For all its other shortcomings—and these undoubtedly exist—the prisoner swap agreement is a decent trust building measure. On the one hand, the agreement demonstrates that the Taliban interlocutors the U.S. is dealing with have the support of Taliban leader Mullah Omar. Besides securing Bergdahl’s release, Mullah Omar came out and openly endorsed the deal. There was little reason for him to do this except to demonstrate to the U.S. side that the deal had his support. Moreover, by releasing five known senior Taliban commanders in Qatar, the U.S. will use them as future interlocutors to Omar. Finally, the Taliban’s willingness to release Bergdahl demonstrates a modicum of goodwill on its part.

The deal also sends a couple of important signals to the Taliban side. To begin with, it demonstrates that the U.S. will no longer allow a hostile Afghan government to hold the negotiations hostage. This is important given the past history of Karzai torpedoing agreements long after the eleventh hour. Second, the release of the five Taliban commanders shows the U.S. side’s goodwill.

Perhaps most importantly, the deal demonstrated to the Taliban that the Obama administration is willing to expend political capital at home for negotiating with the Taliban. Given persistent charges that the Obama administration subordinates foreign policy objectives—particularly in Afghanistan—to domestic politics, it was imperative that the White House demonstrate this to the Taliban before discussions over more substantive agreements could proceed.

With the prisoner swap agreement out of the way, the U.S. and the Taliban are likely beginning to pursue these more substantive talks. The U.S. side is undoubtedly hoping to persuade the Taliban to end the insurgency and join the Afghan government in some capacity.

Even if this goal proves elusive—and there’s good reason to believe it will—having an open diplomatic channel to the Taliban will remain imperative. In fact, the diplomatic channel with the Taliban will become all the more important should the Taliban take parts of southern Afghanistan in the future, either before or after all U.S. troops are out of Afghanistan at the end of 2016.

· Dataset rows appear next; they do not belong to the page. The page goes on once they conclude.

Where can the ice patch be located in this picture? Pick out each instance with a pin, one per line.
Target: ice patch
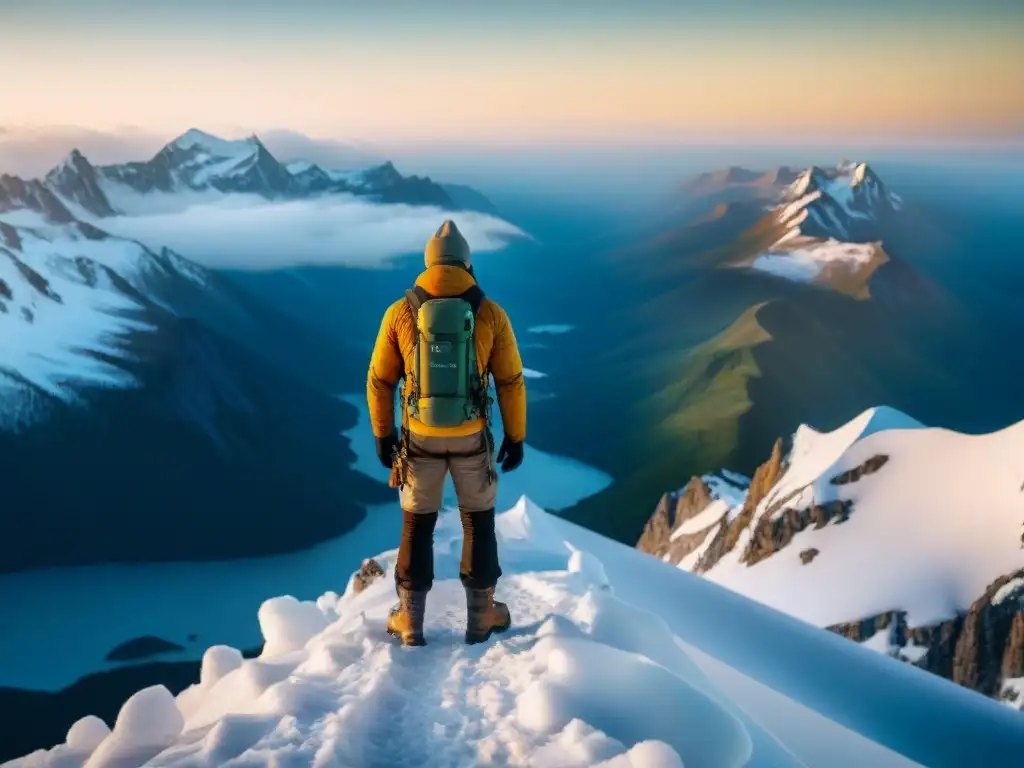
(1014, 585)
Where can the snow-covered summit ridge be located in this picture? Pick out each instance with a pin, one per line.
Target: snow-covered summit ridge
(198, 163)
(215, 145)
(828, 226)
(71, 299)
(915, 518)
(613, 659)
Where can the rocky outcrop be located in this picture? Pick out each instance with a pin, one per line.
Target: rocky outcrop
(142, 647)
(772, 534)
(871, 466)
(674, 509)
(367, 574)
(980, 649)
(727, 536)
(808, 555)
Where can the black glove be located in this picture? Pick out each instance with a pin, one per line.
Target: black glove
(510, 455)
(386, 446)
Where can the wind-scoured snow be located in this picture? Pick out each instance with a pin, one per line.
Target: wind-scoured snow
(216, 600)
(920, 538)
(65, 315)
(613, 659)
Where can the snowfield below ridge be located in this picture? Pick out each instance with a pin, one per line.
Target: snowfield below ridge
(928, 531)
(587, 676)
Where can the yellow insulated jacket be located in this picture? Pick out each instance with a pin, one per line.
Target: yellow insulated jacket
(497, 351)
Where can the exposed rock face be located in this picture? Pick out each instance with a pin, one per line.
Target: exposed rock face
(871, 466)
(979, 650)
(77, 180)
(728, 535)
(771, 535)
(367, 574)
(673, 510)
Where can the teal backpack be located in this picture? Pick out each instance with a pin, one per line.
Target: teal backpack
(446, 388)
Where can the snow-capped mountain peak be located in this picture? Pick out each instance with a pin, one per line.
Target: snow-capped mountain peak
(828, 226)
(71, 298)
(78, 181)
(221, 147)
(875, 506)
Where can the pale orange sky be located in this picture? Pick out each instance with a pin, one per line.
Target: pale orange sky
(635, 79)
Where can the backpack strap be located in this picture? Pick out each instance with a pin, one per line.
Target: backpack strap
(474, 297)
(416, 297)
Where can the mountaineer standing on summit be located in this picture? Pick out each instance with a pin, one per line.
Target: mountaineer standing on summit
(445, 338)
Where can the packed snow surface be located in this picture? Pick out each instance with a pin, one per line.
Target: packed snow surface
(613, 659)
(928, 531)
(217, 600)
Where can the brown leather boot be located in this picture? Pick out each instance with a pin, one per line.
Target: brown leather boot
(406, 619)
(484, 615)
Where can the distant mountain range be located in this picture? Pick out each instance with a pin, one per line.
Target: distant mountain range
(198, 163)
(148, 409)
(851, 530)
(779, 297)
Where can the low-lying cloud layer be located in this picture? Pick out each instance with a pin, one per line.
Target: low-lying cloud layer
(336, 229)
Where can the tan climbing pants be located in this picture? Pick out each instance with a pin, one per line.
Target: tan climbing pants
(469, 460)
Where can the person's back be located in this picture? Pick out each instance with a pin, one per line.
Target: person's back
(445, 338)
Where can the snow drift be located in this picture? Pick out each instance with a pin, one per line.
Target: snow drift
(613, 659)
(927, 531)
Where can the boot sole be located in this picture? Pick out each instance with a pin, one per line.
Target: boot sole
(413, 642)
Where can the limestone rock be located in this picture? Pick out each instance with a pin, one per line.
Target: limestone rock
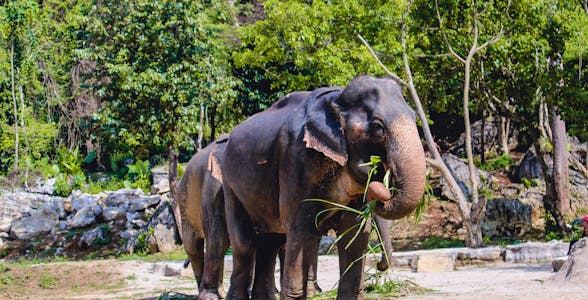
(535, 252)
(41, 222)
(85, 216)
(90, 237)
(433, 263)
(507, 217)
(165, 232)
(575, 269)
(144, 203)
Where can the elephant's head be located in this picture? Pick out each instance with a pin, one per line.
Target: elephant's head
(370, 117)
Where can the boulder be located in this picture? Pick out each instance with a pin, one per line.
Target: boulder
(122, 198)
(39, 223)
(111, 213)
(165, 233)
(160, 180)
(461, 173)
(80, 200)
(90, 237)
(144, 202)
(507, 217)
(575, 269)
(433, 263)
(533, 252)
(86, 216)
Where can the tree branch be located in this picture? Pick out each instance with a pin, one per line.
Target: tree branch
(445, 35)
(394, 76)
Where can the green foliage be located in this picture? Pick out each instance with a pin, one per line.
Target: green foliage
(140, 175)
(48, 281)
(436, 243)
(141, 246)
(502, 162)
(71, 175)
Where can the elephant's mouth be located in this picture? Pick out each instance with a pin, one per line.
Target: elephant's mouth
(360, 171)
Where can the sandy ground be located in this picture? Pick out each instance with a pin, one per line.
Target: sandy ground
(146, 280)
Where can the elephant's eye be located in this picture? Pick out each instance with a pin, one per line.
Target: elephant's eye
(376, 128)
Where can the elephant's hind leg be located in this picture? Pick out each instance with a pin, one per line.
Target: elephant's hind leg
(243, 240)
(194, 247)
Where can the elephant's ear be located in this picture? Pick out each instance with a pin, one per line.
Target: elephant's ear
(323, 130)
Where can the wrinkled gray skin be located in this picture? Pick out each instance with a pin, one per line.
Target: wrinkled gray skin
(201, 202)
(309, 145)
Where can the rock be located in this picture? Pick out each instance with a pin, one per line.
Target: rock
(461, 173)
(486, 254)
(110, 213)
(433, 263)
(532, 252)
(46, 187)
(16, 204)
(41, 222)
(85, 216)
(144, 202)
(165, 232)
(90, 237)
(169, 270)
(575, 269)
(122, 198)
(558, 262)
(5, 224)
(160, 180)
(325, 244)
(491, 141)
(507, 217)
(529, 167)
(80, 200)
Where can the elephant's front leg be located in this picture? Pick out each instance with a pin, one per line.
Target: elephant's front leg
(352, 257)
(301, 248)
(264, 285)
(243, 240)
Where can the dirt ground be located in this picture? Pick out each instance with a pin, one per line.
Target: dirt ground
(114, 279)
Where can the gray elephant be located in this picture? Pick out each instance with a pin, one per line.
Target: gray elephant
(311, 145)
(201, 200)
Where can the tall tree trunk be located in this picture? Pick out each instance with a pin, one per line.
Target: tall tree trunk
(550, 197)
(212, 116)
(15, 106)
(561, 172)
(173, 186)
(24, 131)
(503, 133)
(201, 131)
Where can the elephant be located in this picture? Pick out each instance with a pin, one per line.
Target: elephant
(201, 201)
(313, 145)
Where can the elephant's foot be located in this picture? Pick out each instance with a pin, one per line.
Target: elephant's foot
(209, 295)
(313, 288)
(382, 265)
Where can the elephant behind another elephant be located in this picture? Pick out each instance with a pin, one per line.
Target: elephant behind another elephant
(201, 201)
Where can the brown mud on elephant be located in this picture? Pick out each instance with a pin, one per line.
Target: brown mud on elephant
(311, 145)
(201, 200)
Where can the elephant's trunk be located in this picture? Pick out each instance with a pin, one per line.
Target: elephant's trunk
(406, 159)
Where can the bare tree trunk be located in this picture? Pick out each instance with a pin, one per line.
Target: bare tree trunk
(503, 133)
(173, 186)
(201, 131)
(561, 173)
(24, 131)
(550, 198)
(15, 106)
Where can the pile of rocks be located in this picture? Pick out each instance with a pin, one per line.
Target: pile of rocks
(123, 221)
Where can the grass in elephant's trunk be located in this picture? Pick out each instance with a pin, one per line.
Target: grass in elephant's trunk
(378, 283)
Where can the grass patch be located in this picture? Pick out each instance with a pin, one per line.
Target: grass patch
(176, 255)
(437, 242)
(48, 282)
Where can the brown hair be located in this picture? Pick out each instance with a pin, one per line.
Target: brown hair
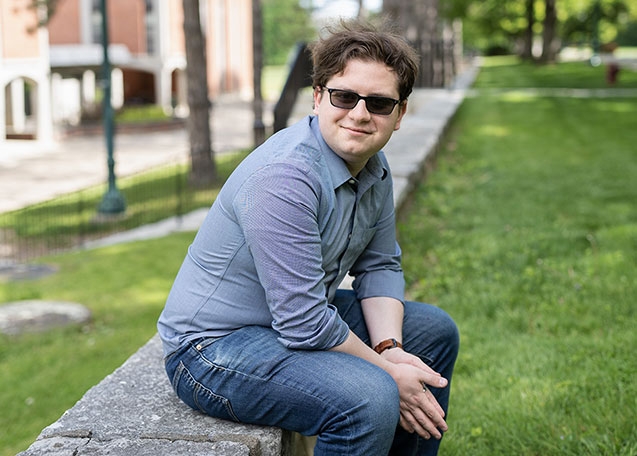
(360, 40)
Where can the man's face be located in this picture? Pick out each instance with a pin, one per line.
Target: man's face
(356, 134)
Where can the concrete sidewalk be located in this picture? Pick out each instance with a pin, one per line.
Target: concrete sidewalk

That’s because for all the pessimism about Afghanistan’s future, the fact remains that the U.S. has won its war in Afghanistan. To be sure, the Afghan government is corrupt and almost completely incompetent, particularly outside Kabul, and it’s far from certain that the Afghan security forces can keep the Taliban insurgency in check.

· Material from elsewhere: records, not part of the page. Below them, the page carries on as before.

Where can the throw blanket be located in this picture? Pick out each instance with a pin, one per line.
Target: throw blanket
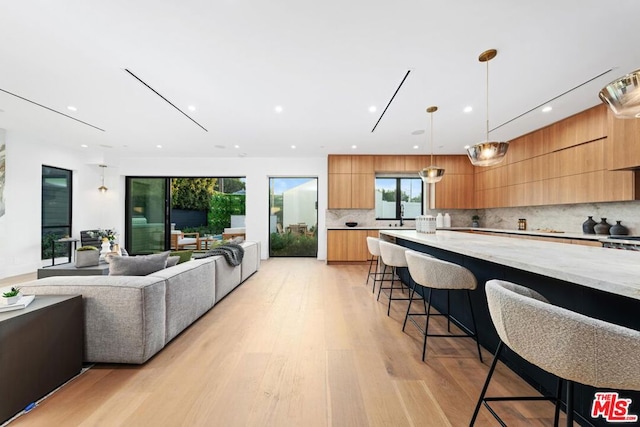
(232, 252)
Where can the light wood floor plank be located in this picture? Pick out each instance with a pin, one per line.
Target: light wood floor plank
(300, 343)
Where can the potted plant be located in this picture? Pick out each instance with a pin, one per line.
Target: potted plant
(87, 256)
(12, 296)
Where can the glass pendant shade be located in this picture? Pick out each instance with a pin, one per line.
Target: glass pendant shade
(431, 174)
(102, 188)
(622, 96)
(487, 153)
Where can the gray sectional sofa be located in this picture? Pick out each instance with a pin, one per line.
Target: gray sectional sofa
(128, 319)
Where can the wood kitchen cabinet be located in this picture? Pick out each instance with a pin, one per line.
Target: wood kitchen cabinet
(624, 143)
(348, 245)
(351, 182)
(566, 162)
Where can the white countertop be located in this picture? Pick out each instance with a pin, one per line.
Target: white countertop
(559, 235)
(610, 270)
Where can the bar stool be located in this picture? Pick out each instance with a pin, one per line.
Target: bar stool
(432, 273)
(569, 345)
(392, 255)
(373, 244)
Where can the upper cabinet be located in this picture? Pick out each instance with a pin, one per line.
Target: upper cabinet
(585, 158)
(624, 143)
(566, 162)
(351, 182)
(352, 179)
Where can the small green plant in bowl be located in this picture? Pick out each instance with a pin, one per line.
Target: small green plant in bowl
(12, 296)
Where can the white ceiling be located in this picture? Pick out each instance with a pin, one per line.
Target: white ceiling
(325, 62)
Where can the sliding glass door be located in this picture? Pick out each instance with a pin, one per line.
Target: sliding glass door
(147, 204)
(293, 217)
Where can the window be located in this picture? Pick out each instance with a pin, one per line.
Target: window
(159, 208)
(398, 197)
(56, 210)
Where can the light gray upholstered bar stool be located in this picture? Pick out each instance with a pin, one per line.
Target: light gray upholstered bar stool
(392, 255)
(569, 345)
(373, 244)
(432, 273)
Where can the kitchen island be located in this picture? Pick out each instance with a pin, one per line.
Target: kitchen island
(599, 282)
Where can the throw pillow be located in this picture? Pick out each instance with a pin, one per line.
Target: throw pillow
(185, 255)
(140, 265)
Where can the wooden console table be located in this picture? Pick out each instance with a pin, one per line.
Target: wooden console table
(42, 348)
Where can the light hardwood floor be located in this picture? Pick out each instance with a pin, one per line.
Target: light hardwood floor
(298, 344)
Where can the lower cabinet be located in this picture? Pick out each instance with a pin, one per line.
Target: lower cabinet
(348, 245)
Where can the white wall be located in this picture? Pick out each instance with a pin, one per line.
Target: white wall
(20, 227)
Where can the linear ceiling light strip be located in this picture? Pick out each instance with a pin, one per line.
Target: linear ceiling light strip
(553, 99)
(51, 109)
(165, 99)
(391, 100)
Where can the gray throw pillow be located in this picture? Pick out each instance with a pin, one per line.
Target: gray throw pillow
(140, 265)
(173, 260)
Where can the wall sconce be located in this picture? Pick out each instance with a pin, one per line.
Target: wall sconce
(487, 153)
(102, 188)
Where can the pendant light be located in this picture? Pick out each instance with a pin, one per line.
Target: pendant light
(431, 174)
(102, 188)
(623, 96)
(487, 153)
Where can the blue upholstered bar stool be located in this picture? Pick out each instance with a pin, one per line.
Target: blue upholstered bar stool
(373, 244)
(392, 255)
(569, 345)
(431, 273)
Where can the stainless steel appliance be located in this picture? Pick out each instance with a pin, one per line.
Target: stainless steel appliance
(631, 243)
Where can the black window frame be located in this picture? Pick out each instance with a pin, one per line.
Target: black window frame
(398, 207)
(62, 229)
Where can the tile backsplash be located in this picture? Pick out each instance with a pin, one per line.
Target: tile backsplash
(567, 218)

These facts notwithstanding, the rationale behind the war in Afghanistan was never to eliminate the Taliban, much less to establish a democratic government in Kabul. Indeed, immediately after the 9/11 terrorist attacks, then-President George W. Bush even offered to allow the Taliban to stay in power as long as it handed over all al-Qaeda leaders and operatives in the country. It was only when Mullah Omar refused to hand over Osama bin Laden that the U.S. decided it must overthrow the Taliban government.

Moreover, the U.S. has not been particularly aggressive at trying to eliminate Mullah Omar and his closest aides in the years since. In fact, for all the U.S. drone strikes in Pakistan, Washington has generally steered clear of targeting Quetta, where Mullah Omar and the senior Taliban leadership are universally believed to be “hiding” out.

This underscores the fact that the Afghan War was always about eliminating al-Qaeda’s leadership and preventing the transnational terrorist group from ever again using the country as a safe haven from which to mount terrorist attacks on the U.S. and its allies. A diplomatic channel with the Taliban allows the U.S. the opportunity to achieve that objective regardless of the outcome of the Afghan civil war. Should the Taliban make gains in Afghanistan after NATO leaves, Washington will almost certainly use the channel to communicate to the Taliban that it will not actively oppose its return to power so long as the Taliban denies al-Qaeda and other transnational terrorist groups a safe haven.

This is an example of what President Obama meant when he discussed trying to hit singles and doubles rather than swinging for the fences. The U.S. may be appalled by the Taliban’s medieval governance, but it’s willing to acquiesce to it as long as the group doesn’t provide al-Qaeda leaders a home in Afghanistan.